I have been arguing that investors need more than just raw financial data. (Of course, CEOs like rah, rah data…) Investors also need financial statements that analyze, organize, and compress all of this information. But, I am not arguing that we should let accountants do all of the valuation work. That is “mark-to-market” accounting, which was the most important factor in Enron’s problems. [Haters of early 1990s pop music insert Funky Bunch jokes here.]
Under mark-to-market accounting, all of a business’ assets (and liabilities) are revalued (“marked”) to fair market value. Any increase (decrease) in the net value is added to (subtracted from) any profit distributions to shareholders (like dividends and share buybacks) in determining the business’ profit or loss. (Adjustments also are made for share issuances and the like.)

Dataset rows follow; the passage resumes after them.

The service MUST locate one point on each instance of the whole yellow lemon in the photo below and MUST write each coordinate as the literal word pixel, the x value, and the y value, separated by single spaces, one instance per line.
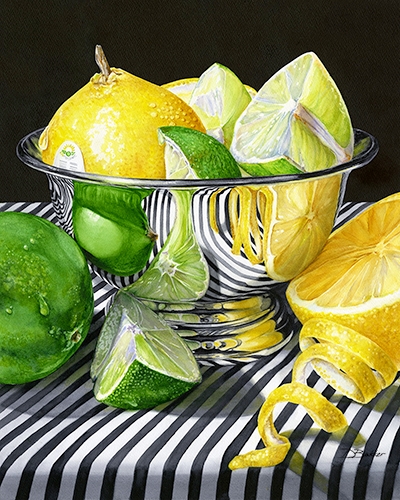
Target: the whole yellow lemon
pixel 110 125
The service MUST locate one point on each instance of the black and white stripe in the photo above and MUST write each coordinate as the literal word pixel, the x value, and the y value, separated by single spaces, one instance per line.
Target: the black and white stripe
pixel 58 443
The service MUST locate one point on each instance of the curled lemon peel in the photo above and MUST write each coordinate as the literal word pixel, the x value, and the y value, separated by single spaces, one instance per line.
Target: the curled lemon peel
pixel 325 414
pixel 350 362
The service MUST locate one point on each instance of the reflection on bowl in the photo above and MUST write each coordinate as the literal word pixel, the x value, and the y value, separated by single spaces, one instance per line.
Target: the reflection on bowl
pixel 232 224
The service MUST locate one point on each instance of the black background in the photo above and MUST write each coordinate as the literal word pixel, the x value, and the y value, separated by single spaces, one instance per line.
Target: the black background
pixel 47 53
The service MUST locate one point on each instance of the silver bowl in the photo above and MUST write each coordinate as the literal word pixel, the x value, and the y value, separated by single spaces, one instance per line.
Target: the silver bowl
pixel 223 314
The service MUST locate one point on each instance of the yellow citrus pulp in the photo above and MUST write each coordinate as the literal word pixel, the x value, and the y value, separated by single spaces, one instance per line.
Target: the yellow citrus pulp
pixel 348 300
pixel 296 220
pixel 355 281
pixel 113 120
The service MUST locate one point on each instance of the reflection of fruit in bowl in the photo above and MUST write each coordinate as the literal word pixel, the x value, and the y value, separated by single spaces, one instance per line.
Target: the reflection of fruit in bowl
pixel 221 197
pixel 285 197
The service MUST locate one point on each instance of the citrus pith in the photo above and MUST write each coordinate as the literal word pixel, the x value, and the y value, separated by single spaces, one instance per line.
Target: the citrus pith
pixel 355 281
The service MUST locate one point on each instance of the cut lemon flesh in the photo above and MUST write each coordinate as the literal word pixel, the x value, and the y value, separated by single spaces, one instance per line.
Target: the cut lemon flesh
pixel 283 225
pixel 139 361
pixel 299 113
pixel 182 88
pixel 355 281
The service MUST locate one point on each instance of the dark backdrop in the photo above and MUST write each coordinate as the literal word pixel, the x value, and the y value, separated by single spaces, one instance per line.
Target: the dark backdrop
pixel 47 53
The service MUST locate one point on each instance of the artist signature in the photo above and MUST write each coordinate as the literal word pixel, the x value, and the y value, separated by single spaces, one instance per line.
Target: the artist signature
pixel 358 453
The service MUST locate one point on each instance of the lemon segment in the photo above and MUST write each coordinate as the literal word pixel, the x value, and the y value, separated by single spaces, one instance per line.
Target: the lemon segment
pixel 218 98
pixel 324 413
pixel 355 280
pixel 298 113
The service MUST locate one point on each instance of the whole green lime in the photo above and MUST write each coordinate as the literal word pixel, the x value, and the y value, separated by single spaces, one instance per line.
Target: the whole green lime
pixel 46 297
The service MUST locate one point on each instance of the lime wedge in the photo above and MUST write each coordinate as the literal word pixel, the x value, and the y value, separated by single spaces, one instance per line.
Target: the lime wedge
pixel 299 114
pixel 218 99
pixel 179 271
pixel 195 155
pixel 139 361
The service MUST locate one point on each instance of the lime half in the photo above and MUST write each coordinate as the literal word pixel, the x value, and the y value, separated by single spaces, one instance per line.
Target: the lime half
pixel 299 114
pixel 179 271
pixel 139 361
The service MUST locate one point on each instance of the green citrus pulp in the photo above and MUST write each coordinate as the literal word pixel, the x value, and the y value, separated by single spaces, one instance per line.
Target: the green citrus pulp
pixel 46 297
pixel 112 228
pixel 219 98
pixel 139 361
pixel 191 154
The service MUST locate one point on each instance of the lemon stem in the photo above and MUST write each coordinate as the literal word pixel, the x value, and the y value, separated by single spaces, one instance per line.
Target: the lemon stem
pixel 102 62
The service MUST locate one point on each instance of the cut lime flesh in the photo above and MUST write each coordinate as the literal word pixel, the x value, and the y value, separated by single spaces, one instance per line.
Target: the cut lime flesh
pixel 179 272
pixel 298 113
pixel 139 361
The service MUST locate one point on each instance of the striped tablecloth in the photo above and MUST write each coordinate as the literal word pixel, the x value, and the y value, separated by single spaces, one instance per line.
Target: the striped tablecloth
pixel 58 443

In theory, mark-to-market gives investors the most useful information, since it presents management’s stewardship of all of the busines’ resources, not just of financial transactions. In reality, however, matters are much different.
Reality is in the footnote.
Enron, with the SEC’s blessing (!!!!), marked a wide variety of assets to market. For example, when Enron signed a long-term contract to provide power out of a new power plant still under construction, they immediately recorded all profits estimated to be made under the contract. One condition that Jeff Skilling put on joining Enron was that he be allowed to use mark-to-market. Skilling thought that the deal was all that matters. Executing the deal (and actually making money) was for the little people. Mark-to-market enabled Skilling to book the deal and not worry about reality. It was when reality intervened and his deals started hemorrhaging money that he had to turn to Fastow for a little SPE juice (not only for profits, but also for the balance sheet and the operating cash flow portion of the cash flows statement).
What was wrong? Easy: there was no market to mark to. Enron created the markets used to determine the values of its assets. These values were Enron’s dreams, not money in the bank. Today, brokers and dealers in marketable securities and commodities use mark-to-market. They can look in the Wall Street Journal or on Bloomberg to get values. (OK, if one had to dump a large holding, that could push the price down, but that is a relatively small glitch in the scheme of things.) In contrast, Enron made up its own numbers! And this was the SEC in the Clinton Administration.
Which gets to the point here: Accountants are not appraisers, actuaries, investment bankers, or economists. They cannot value things for which there is no ready market. As to these things, accountants need arms’-length transactions to evidence value. This means that accounting numbers are not as useful as they could be. This also means that financial statements are not just some CEO’s dreams.